Tasting menu specifics are not confirmed in the available data, so no price or format can be verified here. At a Michelin Plate modern cuisine restaurant in France, a set or tasting format is common alongside à la carte, but the structure at Le Petit Kembs should be confirmed directly. If a tasting menu is available, the €€ price range suggests it would represent sound value relative to equivalent menus in Strasbourg or Paris.
Location
49 Rue du Maréchal Foch, 68680 Kembs, France
Compare Le Petit Kembs
| Venue | Price |
|---|---|
| Le Petit Kembs | €€ |
| Plénitude | €€€€ |
| Pierre Gagnaire | €€€€ |
| Alléno Paris au Pavillon Ledoyen | €€€€ |
| Kei | €€€€ |
| Le Cinq - Four Seasons Hôtel George V | €€€€ |
How Le Petit Kembs stacks up against the competition.
Also Consider
- Plénitude, Contemporary French, €€€€
- Pierre Gagnaire, French, Creative, €€€€
- Alléno Paris au Pavillon Ledoyen, Creative, €€€€
- Kei, Contemporary French, Modern Cuisine, €€€€
- Le Cinq - Four Seasons Hôtel George V, French, Modern Cuisine, €€€€
Comparing Le Petit Kembs to the €€€€ Paris addresses in this peer set is really a question of what you're optimising for. Plénitude, Pierre Gagnaire, Alléno Paris au Pavillon Ledoyen, Kei, and Le Cinq at the Four Seasons George V all operate at the highest price tier in French fine dining. Each carries Michelin star recognition and the associated booking competition, service formality, budget commitment. If your goal is the full grand-restaurant experience in France, flawless room, deep wine programme, multi-hour tasting menus, one of those Paris addresses will deliver what Le Petit Kembs is not designed to provide.

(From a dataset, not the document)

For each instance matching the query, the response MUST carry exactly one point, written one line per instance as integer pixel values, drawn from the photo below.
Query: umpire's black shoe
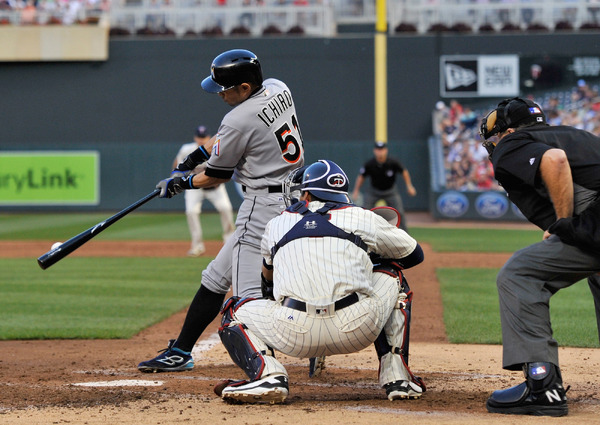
(542, 394)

Le Petit Kembs occupies a different position entirely: a €€ Michelin Plate kitchen in Alsace with a 4.8 rating that reflects genuine, sustained quality rather than prestige. The value argument is clear. You are not choosing between Le Petit Kembs and Le Cinq on equal terms, you are choosing between a €€ Alsatian modern cuisine restaurant and a €€€€ Paris institution. For travellers based in or passing through the Basel-Mulhouse corridor, Le Petit Kembs fills a gap that none of the Paris venues can address geographically or financially.
If you want Michelin-starred Alsace dining at a higher budget and with greater culinary ambition, Auberge de l'Ill in Illhaeusern is the regional benchmark. For modern cuisine at a mid-tier price point with strong credentialing, Le Petit Kembs is the easier and cheaper call, and the makes it the lowest-risk booking in the Kembs area for a diner who wants quality without committing to a starred-room budget.